If the additional government spending is instead accomplished by expanding the deficit in the manner proposed by MMT, the re-distributive effect is more subtle and less disruptive, both economically and politically. One adds to the purchasing power of some without taking money directly from others. This boosts the demand for goods and services, and eventually the economy reaches a higher equilibrium state where those at the bottom are enjoying a significantly better standard of living while the rest enjoy more or less the standard they had before. Relative purchasing power has been redistributed.

The other great thing about the fiscal channel is that we can decide how to to spend the money, and can use it for big projects of long-deferred public investment, instead of relying solely on the frequently wasteful whims of the private sector, and it's endless flim-flam rackets and artificially induced desires.

Economists seem to love to stick with aggregates, and avoid uncomfortable discussions of distribution. But apart from the important social questions of justice and power in a democratic society, the dynamics of the aggregates and dynamics of distribution are entangled. It is impossible to avoid the distribution question.

Matt Franko said...

Dan, "That channel is exhausted.": Earth to Baker.... come in please... is anybody there???

Matt Franko said...

Baker: "However, I have to confess to being a bit unclear as to what exactly separates MMT from the good old Keynesian economics I learned in my youth."

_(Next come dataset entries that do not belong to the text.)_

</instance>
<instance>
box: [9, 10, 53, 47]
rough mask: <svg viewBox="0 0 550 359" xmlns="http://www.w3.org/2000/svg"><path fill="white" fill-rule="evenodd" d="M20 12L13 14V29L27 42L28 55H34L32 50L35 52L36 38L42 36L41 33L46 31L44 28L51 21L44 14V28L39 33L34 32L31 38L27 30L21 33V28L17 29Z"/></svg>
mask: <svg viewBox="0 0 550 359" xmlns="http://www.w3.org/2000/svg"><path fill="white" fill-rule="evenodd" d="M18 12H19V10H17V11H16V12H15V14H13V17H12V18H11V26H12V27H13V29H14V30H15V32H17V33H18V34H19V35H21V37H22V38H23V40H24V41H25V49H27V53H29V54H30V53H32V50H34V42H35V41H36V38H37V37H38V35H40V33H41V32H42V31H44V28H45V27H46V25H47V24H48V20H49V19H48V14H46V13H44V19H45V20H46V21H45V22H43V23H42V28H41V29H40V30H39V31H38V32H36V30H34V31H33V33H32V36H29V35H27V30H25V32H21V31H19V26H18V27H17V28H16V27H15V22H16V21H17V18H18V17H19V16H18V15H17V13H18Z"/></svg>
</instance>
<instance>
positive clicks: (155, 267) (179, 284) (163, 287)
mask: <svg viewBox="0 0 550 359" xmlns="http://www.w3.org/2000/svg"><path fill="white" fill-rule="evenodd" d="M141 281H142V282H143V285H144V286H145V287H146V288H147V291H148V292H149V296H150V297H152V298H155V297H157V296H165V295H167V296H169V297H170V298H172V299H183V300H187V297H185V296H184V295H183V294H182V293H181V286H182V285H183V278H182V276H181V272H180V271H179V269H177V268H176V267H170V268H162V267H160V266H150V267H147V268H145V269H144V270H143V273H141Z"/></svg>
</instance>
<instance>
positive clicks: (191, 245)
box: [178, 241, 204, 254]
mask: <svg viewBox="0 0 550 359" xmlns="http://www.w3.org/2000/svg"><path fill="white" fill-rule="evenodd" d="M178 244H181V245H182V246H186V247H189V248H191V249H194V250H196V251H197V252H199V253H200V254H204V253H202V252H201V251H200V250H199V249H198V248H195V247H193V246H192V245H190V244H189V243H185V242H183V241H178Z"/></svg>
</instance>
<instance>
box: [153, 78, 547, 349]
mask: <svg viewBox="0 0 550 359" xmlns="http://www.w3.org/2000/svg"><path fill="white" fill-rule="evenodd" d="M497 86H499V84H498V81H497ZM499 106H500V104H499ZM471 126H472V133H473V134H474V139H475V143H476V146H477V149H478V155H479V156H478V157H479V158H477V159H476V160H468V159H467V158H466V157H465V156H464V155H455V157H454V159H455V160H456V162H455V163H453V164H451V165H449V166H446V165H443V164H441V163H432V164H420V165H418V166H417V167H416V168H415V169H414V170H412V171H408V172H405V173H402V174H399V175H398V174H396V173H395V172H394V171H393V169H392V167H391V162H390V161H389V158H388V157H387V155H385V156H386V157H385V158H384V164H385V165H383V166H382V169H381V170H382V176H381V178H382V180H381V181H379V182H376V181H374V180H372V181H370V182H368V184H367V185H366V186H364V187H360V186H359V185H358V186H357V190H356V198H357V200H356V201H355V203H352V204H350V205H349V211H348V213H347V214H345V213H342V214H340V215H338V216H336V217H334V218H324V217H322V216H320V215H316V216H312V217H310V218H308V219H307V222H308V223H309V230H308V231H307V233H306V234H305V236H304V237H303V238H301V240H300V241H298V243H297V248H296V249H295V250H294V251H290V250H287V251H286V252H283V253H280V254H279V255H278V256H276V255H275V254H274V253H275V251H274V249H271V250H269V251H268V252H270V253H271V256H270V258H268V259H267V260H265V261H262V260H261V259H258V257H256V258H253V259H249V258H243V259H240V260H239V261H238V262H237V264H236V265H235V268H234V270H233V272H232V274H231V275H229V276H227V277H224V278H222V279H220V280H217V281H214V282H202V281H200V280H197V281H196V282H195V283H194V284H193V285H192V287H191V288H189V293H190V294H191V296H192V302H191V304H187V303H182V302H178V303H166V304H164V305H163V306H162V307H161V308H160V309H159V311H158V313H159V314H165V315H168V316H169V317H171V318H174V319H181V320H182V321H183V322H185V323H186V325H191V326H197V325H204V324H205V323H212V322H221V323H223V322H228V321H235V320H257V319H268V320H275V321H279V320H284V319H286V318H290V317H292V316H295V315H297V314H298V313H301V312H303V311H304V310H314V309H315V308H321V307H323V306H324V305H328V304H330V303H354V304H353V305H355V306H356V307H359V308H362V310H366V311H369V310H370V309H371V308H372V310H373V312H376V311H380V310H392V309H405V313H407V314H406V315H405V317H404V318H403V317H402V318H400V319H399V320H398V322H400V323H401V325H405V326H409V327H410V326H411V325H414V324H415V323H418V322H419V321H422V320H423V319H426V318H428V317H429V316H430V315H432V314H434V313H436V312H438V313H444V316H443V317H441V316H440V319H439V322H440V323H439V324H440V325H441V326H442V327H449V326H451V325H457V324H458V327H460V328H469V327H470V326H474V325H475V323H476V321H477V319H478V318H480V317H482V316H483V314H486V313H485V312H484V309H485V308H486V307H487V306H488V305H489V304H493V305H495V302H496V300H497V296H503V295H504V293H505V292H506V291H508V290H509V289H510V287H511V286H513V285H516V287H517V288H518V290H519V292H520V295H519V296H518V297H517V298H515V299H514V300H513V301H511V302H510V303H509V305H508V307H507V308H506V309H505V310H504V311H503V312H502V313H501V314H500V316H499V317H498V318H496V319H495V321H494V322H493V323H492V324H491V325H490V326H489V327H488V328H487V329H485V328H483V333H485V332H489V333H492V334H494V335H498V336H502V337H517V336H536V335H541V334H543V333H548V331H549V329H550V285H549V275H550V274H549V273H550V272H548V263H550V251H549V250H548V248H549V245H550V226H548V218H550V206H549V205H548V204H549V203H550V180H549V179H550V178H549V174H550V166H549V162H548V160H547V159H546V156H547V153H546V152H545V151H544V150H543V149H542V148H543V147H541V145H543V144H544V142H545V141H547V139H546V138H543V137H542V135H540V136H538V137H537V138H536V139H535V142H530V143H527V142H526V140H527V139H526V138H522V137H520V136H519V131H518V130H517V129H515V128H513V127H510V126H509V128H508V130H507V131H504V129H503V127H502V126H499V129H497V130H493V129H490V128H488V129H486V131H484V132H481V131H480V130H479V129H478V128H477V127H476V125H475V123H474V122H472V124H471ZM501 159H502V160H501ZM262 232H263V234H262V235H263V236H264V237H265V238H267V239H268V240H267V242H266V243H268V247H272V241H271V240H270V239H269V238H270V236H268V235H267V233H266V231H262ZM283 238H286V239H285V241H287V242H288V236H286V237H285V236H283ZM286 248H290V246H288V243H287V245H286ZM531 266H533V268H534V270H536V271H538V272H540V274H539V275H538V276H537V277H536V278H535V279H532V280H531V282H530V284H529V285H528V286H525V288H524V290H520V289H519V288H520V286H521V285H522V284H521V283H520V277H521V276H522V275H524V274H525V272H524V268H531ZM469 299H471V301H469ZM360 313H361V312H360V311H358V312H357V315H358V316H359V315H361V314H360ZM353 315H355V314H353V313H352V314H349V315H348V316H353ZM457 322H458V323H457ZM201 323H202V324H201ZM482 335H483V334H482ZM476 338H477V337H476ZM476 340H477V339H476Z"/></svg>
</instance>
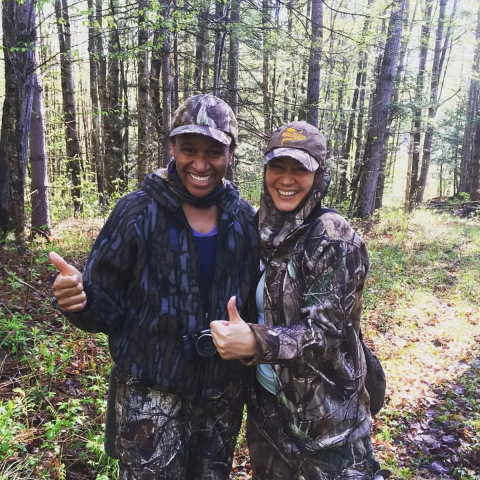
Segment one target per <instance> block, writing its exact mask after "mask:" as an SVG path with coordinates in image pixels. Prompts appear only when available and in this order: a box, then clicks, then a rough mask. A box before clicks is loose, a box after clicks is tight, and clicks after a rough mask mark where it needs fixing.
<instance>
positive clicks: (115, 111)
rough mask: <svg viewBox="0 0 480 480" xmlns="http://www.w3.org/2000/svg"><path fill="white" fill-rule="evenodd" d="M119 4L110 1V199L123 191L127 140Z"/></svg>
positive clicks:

How about that MMT provides a theoretical framework that actually DOES provide for full/max employment instead of just identifying conditions that are only INTENDED to foster a NAIRU-type level of UN-employment which falls way short and as we have seen in these times, can result in 10's of millions of unemployed at best.

Tom, these guys (Baker, Bernstein, thro Krugman in there too) are basically implying Galbraith is a moron for associating with the MMT academics and related professionals.

This has to be "go time" for Galbraith if there ever was one. JG needs to fully engage these moron so-called "progressives" head on.

resp,

Tom Hickey said...

Dan, I promoted your comment to a post.

Tom Hickey said...

Right, Matt. As Bill would say, these economists have "neoliberal tendencies" that they seem to be in denial about.